MetaPred2CS Web server

General Information

MetaPred2CS is a meta-predictor specifically designed to predict interactions in prokaryotic two-component system, i.e the pairing between histidine kinases and response regulators. MetaPred2CS is based on Support Vector Machine (SVM) that combines six individual sequence based protein-protein interaction prediction methods: two co-evolutionary based methods (in-silico two hybrid (i2H) and mirror tree (MT) methods) and four genomic context methods (phylogenetic profiling (PP), gene fusion (GF), gene neighbourhood (GN) and gene operon methods (GO)).

All methods implemented in MetaPred2CS require a BLAST search to identify homologous proteins to the query proteins. In the case of i2H and MT methods, the search is perfomed against UniProtKB downloaded from UniProt. In the case of genomics context based methods, sequences search are performed against our local reference genome database that included 243 genomes (see Table 1). The genomes and genome annotation were downloaded from NCBI database and operon architecture and transcription units from here.

Lastly, Metapred2CS has been trained in single-domain Histidine kinase and Response regulator proteins, in the case of hybrid two-component system proteins, users need to decompose the protein sequence in separate domains and submit them separately.

Table 1.

Training & Test - The P+ and P- datasets

The P+ and P- datasets contain 113 interacting and 1134 non-interacting experimentally validated TCS pairs respectively, and were compiled and manually curated from the current literature. These datasets and different sub-classes of these sets were used to train and test the MetaPred2CS using a k-fold cross validation strategy.

Prediction Parameters

i2H and MT methods

At the second section of submission form users have the option of tune the default values of the six different parameters used by i2H and MT methods (Figure 1).

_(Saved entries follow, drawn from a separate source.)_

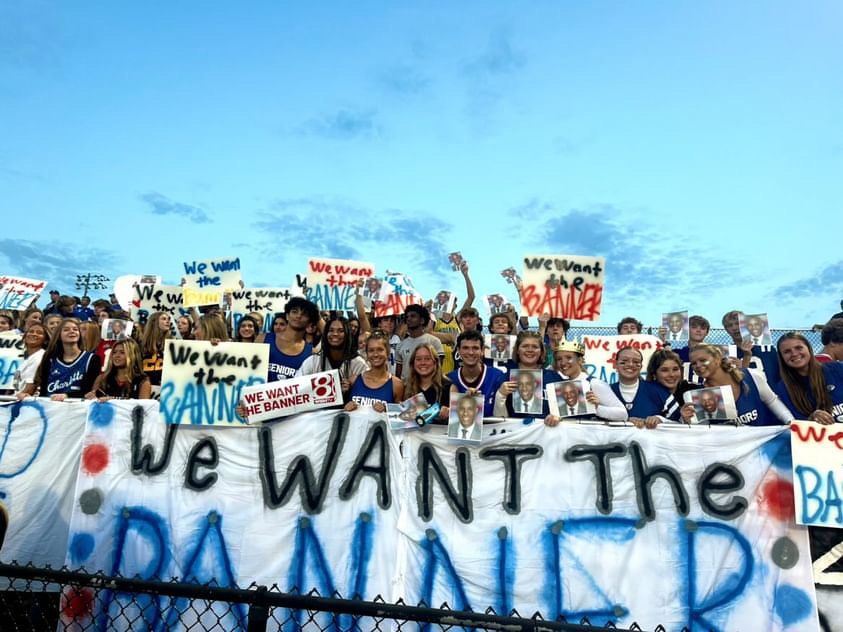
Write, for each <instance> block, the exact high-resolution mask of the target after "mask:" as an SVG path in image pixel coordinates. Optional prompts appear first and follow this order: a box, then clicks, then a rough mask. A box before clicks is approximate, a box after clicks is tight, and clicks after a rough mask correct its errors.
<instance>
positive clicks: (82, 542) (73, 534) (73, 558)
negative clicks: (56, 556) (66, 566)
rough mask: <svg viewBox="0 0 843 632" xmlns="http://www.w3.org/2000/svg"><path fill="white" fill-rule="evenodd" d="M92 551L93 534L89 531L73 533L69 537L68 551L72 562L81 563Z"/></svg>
mask: <svg viewBox="0 0 843 632" xmlns="http://www.w3.org/2000/svg"><path fill="white" fill-rule="evenodd" d="M93 552H94V536H92V535H91V534H90V533H75V534H73V537H72V538H71V539H70V546H69V547H68V553H69V554H70V561H71V562H73V563H74V564H81V563H82V562H84V561H85V560H87V559H88V558H89V557H91V553H93Z"/></svg>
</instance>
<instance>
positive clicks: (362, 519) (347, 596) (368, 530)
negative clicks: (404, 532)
mask: <svg viewBox="0 0 843 632" xmlns="http://www.w3.org/2000/svg"><path fill="white" fill-rule="evenodd" d="M376 515H377V514H376V513H375V512H373V511H370V512H367V513H365V514H360V516H359V517H358V518H357V524H355V526H354V535H353V536H352V538H351V542H352V546H351V578H350V580H349V582H348V585H349V591H348V592H347V593H346V595H345V596H346V598H347V599H364V598H365V596H366V584H367V582H368V579H369V561H370V560H371V558H372V542H373V541H374V532H375V525H374V523H373V521H374V519H375V516H376ZM348 618H349V617H348V615H341V616H340V618H339V621H340V629H341V630H351V631H353V632H359V630H360V626H359V623H358V622H359V620H360V617H359V616H352V617H351V621H350V622H349V621H348Z"/></svg>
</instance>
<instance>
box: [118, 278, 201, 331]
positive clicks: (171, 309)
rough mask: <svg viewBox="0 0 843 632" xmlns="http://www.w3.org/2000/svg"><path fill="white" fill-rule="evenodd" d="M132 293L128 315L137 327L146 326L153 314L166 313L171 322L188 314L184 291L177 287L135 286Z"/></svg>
mask: <svg viewBox="0 0 843 632" xmlns="http://www.w3.org/2000/svg"><path fill="white" fill-rule="evenodd" d="M132 293H133V294H132V301H131V303H130V309H129V313H130V314H131V316H132V320H133V321H134V322H136V323H138V324H139V325H144V324H146V321H147V319H148V318H149V317H150V315H152V314H154V313H155V312H166V313H168V314H170V316H171V317H172V318H173V320H175V319H176V318H178V317H179V316H182V315H184V314H189V313H190V310H188V309H186V306H185V304H184V291H183V290H182V288H181V287H179V286H178V285H144V284H141V285H135V286H133V287H132Z"/></svg>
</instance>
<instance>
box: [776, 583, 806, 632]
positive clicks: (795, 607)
mask: <svg viewBox="0 0 843 632" xmlns="http://www.w3.org/2000/svg"><path fill="white" fill-rule="evenodd" d="M774 609H775V611H776V614H777V615H778V616H779V619H781V620H782V623H783V624H784V625H785V626H789V625H791V624H793V623H796V622H797V621H801V620H802V619H804V618H805V617H807V616H808V615H810V614H811V612H813V610H814V604H813V602H812V601H811V598H810V597H809V596H808V594H807V593H806V592H805V591H804V590H801V589H800V588H796V587H795V586H790V585H788V584H785V585H784V586H779V587H778V588H777V589H776V601H775V606H774Z"/></svg>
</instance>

Figure 1. Parameter i2H and Mirror tree methods.

i2H and MT methods requires multiple sequence alignments that are created automatically from user's query proteins using BLAST and clustalw. For BLAST search, users can adjust the e-value and b_value. The rest of the parameters will be used as default such as the as scoring matrix, which is BLOSUM_62. The Min Matches and Max Matches parameters stand for the minimum and maximum number of common species in both multiple sequence alignments between both query proteins. These parameters are used to filter the number of sequence and reduce the number of them. If the minimum number of common species is not reached, the job will be terminated. In this case, users need to re-submit using lower cut-off value for the Min Matches paremeter and/or a higher b_value for the BLAST search. The final set of parameters is the correlation function and the substitution matrix. The available options for the scoring function are: corr and rankorr and the substitution matrice: Maxhom_GCG.metric and Maxhom_McLachlan.metric.

Genomic context methods

At third section of submission form users has de option of tune the default parameters in the genome methods (Figure 2).

Figure 2. Paramers Genomic context methods.

In the case of Phylogenetic profiles users can change the E-value cut-off of the BLASTP search used to detect homologue proteins across the reference. This parameter is very important as discussed in this work. The second parameter accounts for mutual information to infer functional linkages between proteins. Likewise, in the case of Gene Fusion methods, users can also change the E-value cut-off on BLASTP . Moreover, users can tune the Bits cut-off on the local alignments performed using ssearch36 for query proteins which using Smith-Waterman algorithm to identify fusion events. Finally, in the case Gene Neighbourhood & Gene Operon methods, the two tunable parameters are the E-value cut-off on the BLASTP search and the cut-off genomic distance. The latter is important to define neighbouring genes and have been extensive discussed in the following works: Salgado H. et al., 2000; Strong M. et al., 2003; Ermolaeva MD. et al, 2001; Moreno-HG. et al., 2002; Ross O. et al., 1999 being 200bp (default) the generally accepted cut-off value.